I f you aren’t experienced in investing, you might be asking, ‘how do the stocks work?’ As a beginner, you can start with this guide to understand what exactly stocks are and how to buy and sell them on the public stock market. We’ll also explore why stocks are such an important component of meeting financial goals like saving for retirement.

Key Takeaways:

  • Purchasing stock gives you a share of a company’s profits but also its losses.
  • When you invest in stock, you can take advantage of interest and dividends, profit from price increases, and even enjoy voting rights.
  • You can buy stock through an online stockbroker exchange, but review the associated fees before joining a trading platform.
  • Holding stock shares for at least five years increases the likelihood that you will receive a generous return on your investment.
  • You have to pay taxes on stock market profits but can offset the taxes by deducting capital losses.
  • You can also invest in the stock market through your 401(k) or individual retirement account, buy stocks directly from a company, or invest in your company’s employee stock program.

What Are Stocks?

When you buy a stock, you are actually buying a share in a company. As the company earns profits, the value of your stock increases. If you own a stock that pays dividends, you will also receive a portion of the company’s profits through either cash dividends or share repurchases. Reinvesting your stock market earnings allows you to build compound interest, which facilitates the exponential growth of your initial investment.

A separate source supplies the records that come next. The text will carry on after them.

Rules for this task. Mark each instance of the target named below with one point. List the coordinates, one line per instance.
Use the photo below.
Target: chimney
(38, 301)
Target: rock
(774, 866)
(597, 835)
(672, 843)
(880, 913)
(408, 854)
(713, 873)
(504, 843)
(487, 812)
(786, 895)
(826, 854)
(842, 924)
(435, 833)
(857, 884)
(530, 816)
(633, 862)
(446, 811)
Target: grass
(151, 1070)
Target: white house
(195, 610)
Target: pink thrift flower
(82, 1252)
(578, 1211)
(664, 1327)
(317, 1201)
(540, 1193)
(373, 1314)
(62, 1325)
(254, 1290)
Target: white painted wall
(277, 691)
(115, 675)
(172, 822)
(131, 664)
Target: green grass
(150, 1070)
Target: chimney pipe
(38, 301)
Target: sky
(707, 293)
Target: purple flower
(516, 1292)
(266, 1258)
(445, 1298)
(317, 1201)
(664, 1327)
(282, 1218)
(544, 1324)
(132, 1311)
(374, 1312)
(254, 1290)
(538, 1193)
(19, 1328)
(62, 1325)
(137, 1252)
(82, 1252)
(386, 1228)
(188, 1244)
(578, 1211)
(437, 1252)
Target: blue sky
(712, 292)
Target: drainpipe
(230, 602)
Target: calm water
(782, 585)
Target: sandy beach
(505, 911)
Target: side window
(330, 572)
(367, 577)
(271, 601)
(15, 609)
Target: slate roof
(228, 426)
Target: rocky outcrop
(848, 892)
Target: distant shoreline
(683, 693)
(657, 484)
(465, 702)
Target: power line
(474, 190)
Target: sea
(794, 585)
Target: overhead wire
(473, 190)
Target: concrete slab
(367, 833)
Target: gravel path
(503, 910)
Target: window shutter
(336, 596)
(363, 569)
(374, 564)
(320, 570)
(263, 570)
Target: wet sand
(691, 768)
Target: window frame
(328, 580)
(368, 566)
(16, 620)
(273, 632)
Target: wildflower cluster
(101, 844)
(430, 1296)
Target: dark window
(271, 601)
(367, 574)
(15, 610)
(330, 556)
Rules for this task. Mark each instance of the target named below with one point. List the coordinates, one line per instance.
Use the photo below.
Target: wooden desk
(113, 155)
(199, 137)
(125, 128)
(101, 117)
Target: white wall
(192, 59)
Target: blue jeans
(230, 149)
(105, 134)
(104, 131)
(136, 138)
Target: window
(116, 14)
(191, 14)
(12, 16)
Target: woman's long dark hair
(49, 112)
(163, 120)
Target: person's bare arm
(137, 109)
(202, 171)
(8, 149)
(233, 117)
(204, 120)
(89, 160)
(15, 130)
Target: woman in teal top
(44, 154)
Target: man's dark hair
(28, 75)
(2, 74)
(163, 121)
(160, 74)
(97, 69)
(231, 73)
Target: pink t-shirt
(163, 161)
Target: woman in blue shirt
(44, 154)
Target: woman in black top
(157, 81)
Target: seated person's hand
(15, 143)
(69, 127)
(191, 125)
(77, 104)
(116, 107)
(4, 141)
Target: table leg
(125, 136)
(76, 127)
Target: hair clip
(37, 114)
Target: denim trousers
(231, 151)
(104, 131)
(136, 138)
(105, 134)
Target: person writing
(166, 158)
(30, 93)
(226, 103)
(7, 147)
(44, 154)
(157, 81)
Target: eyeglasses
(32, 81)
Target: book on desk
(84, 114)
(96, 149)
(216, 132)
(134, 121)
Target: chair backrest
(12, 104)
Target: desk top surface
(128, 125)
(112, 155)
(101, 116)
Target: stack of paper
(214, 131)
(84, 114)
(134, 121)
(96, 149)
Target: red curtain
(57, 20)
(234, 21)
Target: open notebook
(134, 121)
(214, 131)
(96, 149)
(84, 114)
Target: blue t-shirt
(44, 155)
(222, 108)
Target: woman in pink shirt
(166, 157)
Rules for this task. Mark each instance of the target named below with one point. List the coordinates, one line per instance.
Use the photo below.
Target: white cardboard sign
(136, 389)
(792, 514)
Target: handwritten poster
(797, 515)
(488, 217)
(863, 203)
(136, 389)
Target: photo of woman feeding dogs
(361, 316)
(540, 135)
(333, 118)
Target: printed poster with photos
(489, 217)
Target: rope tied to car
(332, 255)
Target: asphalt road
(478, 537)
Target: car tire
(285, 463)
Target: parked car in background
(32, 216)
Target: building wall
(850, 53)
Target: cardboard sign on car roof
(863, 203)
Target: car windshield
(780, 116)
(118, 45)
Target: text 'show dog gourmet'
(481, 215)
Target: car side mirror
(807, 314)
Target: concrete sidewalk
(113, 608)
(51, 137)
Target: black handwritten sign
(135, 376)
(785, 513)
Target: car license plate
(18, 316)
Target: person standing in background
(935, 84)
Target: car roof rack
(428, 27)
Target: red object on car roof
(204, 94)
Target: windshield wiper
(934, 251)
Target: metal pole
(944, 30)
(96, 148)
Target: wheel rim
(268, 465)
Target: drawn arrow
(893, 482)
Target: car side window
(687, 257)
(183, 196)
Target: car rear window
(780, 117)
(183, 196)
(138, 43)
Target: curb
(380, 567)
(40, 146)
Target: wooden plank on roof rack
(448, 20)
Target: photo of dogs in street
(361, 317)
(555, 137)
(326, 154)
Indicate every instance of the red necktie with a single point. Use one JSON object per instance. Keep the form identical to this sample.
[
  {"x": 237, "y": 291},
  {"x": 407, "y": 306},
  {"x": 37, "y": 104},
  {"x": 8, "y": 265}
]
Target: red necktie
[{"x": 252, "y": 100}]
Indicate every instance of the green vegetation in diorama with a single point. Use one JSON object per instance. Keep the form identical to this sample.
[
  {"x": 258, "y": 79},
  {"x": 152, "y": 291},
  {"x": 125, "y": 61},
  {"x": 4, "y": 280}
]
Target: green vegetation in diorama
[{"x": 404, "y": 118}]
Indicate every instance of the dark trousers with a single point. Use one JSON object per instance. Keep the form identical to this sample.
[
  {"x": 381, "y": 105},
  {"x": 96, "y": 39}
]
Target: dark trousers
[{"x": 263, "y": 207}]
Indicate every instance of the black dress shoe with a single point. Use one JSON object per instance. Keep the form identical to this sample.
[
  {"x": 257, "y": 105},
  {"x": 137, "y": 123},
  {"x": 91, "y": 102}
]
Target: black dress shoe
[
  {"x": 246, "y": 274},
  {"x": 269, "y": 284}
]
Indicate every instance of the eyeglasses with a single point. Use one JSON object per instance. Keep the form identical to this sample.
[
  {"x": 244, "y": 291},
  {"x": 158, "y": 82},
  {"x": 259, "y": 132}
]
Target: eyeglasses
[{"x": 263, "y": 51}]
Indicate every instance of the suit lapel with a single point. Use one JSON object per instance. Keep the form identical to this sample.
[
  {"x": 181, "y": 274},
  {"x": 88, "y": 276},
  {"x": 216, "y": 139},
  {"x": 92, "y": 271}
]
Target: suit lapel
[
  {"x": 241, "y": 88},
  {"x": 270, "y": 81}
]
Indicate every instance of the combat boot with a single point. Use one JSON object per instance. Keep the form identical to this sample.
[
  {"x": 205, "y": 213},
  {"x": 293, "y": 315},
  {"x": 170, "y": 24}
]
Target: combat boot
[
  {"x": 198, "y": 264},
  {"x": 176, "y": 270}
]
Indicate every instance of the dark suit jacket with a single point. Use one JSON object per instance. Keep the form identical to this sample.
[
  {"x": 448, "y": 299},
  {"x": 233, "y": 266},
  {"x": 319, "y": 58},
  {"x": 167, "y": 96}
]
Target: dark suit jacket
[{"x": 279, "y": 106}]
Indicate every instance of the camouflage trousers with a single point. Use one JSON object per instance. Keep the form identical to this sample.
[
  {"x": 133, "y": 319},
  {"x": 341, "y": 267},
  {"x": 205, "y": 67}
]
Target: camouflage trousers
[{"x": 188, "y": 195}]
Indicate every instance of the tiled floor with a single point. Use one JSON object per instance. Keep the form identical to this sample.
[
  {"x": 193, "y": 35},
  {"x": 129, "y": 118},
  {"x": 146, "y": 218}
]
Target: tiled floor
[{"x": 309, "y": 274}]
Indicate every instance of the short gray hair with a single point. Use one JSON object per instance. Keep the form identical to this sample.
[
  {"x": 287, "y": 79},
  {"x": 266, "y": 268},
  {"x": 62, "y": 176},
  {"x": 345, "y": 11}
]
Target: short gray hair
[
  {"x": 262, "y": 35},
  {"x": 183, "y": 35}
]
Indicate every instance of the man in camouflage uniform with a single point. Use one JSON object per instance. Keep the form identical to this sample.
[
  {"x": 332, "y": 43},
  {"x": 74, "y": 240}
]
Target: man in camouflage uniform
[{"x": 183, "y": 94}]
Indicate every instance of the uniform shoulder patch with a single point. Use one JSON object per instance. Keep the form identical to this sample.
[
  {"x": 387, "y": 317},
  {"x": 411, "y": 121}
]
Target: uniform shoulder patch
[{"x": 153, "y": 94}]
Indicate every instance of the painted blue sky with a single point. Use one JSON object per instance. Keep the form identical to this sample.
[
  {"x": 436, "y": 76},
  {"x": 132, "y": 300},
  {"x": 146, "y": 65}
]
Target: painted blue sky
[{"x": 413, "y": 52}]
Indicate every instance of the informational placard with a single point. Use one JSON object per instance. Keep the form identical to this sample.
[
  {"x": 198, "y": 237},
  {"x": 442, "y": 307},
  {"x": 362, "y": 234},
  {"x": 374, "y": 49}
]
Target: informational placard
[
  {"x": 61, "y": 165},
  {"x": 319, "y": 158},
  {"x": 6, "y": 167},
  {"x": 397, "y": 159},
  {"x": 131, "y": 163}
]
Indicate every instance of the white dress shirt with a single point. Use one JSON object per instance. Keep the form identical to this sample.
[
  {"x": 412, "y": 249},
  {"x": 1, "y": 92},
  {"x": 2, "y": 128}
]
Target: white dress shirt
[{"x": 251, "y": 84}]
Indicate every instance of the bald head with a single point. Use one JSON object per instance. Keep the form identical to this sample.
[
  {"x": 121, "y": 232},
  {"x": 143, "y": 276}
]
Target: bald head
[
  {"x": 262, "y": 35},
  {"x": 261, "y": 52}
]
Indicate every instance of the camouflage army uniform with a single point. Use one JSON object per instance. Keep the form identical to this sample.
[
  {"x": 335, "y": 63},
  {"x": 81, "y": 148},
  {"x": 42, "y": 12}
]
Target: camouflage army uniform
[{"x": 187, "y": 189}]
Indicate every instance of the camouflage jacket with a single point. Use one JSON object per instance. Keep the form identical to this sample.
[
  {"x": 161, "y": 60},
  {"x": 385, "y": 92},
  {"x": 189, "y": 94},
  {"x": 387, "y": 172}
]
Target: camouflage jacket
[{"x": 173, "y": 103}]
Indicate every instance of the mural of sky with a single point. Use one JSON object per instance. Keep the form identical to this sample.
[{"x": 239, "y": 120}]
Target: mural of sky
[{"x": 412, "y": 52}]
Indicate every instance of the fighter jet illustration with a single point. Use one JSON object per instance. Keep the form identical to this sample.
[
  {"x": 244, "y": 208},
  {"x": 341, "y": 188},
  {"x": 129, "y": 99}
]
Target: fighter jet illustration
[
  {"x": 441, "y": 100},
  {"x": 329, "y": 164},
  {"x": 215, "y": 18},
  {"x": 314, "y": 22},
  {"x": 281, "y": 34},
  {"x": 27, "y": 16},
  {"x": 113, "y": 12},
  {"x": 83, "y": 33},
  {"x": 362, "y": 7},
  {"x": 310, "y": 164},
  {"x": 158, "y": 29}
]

A company ‘goes public,’ or decides to issue shares of its stock for sale on public stock exchanges, to raise money for expansion and new initiatives. Most companies issue two main types of stocks: common stock and preferred stock. Common stock provides shareholders with voting rights, while preferred stockholders have voting rights as well as preferential treatment for dividends and in the event of a liquidation.

Stock markets originated in 16th-century Europe, popping up in trading cities like London, Amsterdam, and Antwerp. However, these stocks were more similar to bonds than modern stock since they did not offer equity. The concept moved to America when the Philadelphia Stock Exchange opened in 1790, followed by the New York Stock Exchange in 1792.

In the United States, stock exchanges must meet the ethical guidelines of regulatory organizations. These include the Financial Industry Regulatory Authority (FINRA) and the National Association of Securities Dealers (NASD).

Stock Classifications

The most common ways to categorize stock are by sector and market capitalization. The Global Industry Classification Standard is used to classify stocks by 11 industry sectors:

  • Materials.
  • Energy.
  • Industrials.
  • Consumer staples.
  • Consumer discretionary.
  • Information technology.
  • Financials.
  • Health care.
  • Communication services.
  • Real estate.
  • Utilities.

Market cap, or market capitalization, is the number of a company’s outstanding stock shares multiplied by the current trading price of a single share. Companies with a market cap of at least $10 billion are considered large-cap stocks. Medium-cap stocks have a market cap of $2 billion to $10 billion, while small-cap companies have a market cap of at least $300 million but less than $2 billion.

Benefits of Investing in Stock

Some of the advantages of investing in the stock market include:

  • Shareholder voting rights for the companies in which you own stock shares.
  • The ability to sell stock for a profit if it rises in price.
  • The right to receive periodic shareholder payments called dividends that some companies offer.
  • An average return on investment of 10%, adjusted to about 7% or 8% after considering inflation.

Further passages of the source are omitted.